竜之介がたじろぐ間に、あっと言う間に颯太は向かいの屋根に移動していた。
【落ち着けオレ!】
何度も言い聞かせて気を集中させる竜之介の目に徐にあるモノが映った。
早坂だった。
必死に目で颯太に合図する。
颯太は着物を着てすかさず下に降り、竜之介と目で合図しながら早坂の後を追った。
竜之介は着物を着て頭巾を取り、さっきの路地裏に戻った。
「兄貴ぃ!」
大通りから天太がやって来た。
まさに度肝を抜かれた竜之介。
「おまっ…」
気が動転し過ぎてコトバが出ない。
「お嬢がさぁ、」
【へっっっ?おるうが?何だって???】
天太のコトバに面食らった竜之介。
天太にコトの経緯を説明された竜之介。
おるうに仕事のコトを聞かれた天太は、仕事の休憩中に聞いた話をおるうに話した。
家臣達が廊下を往来している時に聞こえて来た話だった。
“「幕閣の方々でも吉原に行くらしいぞ」”
“「何でも“夏伊”って遊女が幕閣の方々の間で評判らしい。これがなかなか馴染みにしてくれないらしくて、誰が今一番に馴染みになるかで競ってるらしいぞ」”

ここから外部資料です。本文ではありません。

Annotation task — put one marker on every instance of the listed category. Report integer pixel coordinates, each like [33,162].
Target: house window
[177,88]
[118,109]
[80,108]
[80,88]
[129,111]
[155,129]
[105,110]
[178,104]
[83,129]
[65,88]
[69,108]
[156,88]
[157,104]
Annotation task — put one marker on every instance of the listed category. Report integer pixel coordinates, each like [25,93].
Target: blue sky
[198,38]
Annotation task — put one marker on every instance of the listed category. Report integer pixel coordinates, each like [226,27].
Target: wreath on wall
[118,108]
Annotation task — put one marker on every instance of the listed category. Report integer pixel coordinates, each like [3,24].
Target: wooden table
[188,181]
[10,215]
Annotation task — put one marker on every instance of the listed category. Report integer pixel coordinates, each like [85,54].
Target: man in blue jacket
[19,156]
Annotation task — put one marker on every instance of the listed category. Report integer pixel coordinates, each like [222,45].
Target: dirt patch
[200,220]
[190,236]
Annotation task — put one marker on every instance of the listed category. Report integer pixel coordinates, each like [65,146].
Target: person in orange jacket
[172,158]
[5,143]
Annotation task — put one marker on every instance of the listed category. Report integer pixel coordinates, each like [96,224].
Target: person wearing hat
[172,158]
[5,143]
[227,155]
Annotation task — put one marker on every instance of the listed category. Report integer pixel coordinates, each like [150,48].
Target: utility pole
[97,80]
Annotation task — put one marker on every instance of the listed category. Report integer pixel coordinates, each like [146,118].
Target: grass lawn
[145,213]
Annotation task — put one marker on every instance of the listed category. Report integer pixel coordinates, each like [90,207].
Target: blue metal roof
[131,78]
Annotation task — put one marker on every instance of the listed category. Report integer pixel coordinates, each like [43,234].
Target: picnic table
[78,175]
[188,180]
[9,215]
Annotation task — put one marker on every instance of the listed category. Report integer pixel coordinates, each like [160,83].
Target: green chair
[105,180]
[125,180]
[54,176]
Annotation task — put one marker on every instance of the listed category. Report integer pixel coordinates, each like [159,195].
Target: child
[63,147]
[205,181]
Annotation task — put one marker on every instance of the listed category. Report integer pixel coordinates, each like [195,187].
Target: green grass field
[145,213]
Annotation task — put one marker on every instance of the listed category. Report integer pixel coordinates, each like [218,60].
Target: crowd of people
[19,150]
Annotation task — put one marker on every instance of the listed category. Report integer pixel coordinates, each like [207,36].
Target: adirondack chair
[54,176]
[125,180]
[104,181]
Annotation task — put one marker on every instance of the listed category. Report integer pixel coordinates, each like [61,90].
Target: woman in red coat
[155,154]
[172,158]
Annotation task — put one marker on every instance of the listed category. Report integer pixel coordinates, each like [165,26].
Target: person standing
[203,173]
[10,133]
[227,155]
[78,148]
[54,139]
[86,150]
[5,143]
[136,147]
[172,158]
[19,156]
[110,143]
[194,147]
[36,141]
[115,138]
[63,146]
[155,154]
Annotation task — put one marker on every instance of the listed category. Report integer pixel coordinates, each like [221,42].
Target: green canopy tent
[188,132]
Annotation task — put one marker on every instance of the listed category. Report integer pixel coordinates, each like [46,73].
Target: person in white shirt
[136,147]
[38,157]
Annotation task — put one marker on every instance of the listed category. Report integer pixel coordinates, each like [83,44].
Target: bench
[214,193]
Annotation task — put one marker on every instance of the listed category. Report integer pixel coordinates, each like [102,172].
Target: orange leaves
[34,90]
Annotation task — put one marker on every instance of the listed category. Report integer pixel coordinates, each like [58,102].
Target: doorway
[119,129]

家臣達は天太達に聞こえているコトなど気付くハズも無い。
聞こえているコトが分かったら家臣達も声を潜めるハズだ。
「そしたらお嬢に、“夏伊って遊女に渡してくれ”って頼まれたんだ」
そう言って手に持っていた巾着を見せた。
「おるうが?」
「あぁ。ただ、客がいたら困るから、何とか初会にこぎつけて、何も言わずにコレ渡せって。金もくれたよ。しかもオレみたいな若造が行っても門前払い喰らうだろうからって、“芝原”って番頭を訪ねろってまで教えてくれたよ。さすがお嬢だよな、遊郭にまで顔が利くなんてさ。」
得意気に話す天太。
竜之介は驚いていた。
2人で芝原と言う番頭を訪ねると、驚きながらもある部屋に通してくれた。
天太は好奇心で目がキラキラしていて、竜之介は戸惑いでドキドキしている。
しばらくすると襖越しに声が聞こえた。
「あちきに何の様でありんすか?」
竜之介の心臓は飛び出しそうだった。
「お嬢から預かって来た巾着を受け取ってもらいたい。お嬢に叱られちまう」
「お嬢?」
怪訝そうに聞き返す夏伊。
「おるう…」
襖越しに小声で竜之介が答えた。
「おるう!?」
襖が開き、間からスッと手が伸びてきた。
天太が巾着を渡すと
「待ってておくんなんし」
夏伊はそう言うと襖を閉めた。
竜之介と天太は顔を見合わせた。
「巾着の中身って何なんだ?」
声を潜めて天太が竜之介に尋ねた。
「オマエが知らなきゃオレが知るワケネェだろ!」
竜之介も静かに反論。
「だいたい夏伊とおるうの関係も知らないし!!」
何処と無く声が荒くなる竜之介。
しばらくすると再び襖が開いた。
「名前は?」
夏伊の声がした。
「天太と竜之介」
嬉々としている天太の声。
「天太殿、竜之介殿、おるうにコレを渡しておくんなんし」
さっきとは別の巾着が差し出された。
するとまた襖が閉まった。
「おさらばえ」
「えっ?」
動揺する天太。
どうやら夏伊は去って行ったようだ。
巾着を受け取るより先に動揺する天太の代わりに、竜之介が巾着を受け取って立ち上がった。
「行くぞ天太」
呆然とする天太の手を掴んで竜之介は外に出た。
門の入口に颯太が立っていた。
「天太!?」
颯太がすっとんきょうな声を上げた。
「兄貴ぃ!」
2人は駆け寄ってなぜか喜び合うが…、
竜之介は2人に構わず歩き続けた。
3人が帰路に着いた頃にはすっかり夜が更けていた。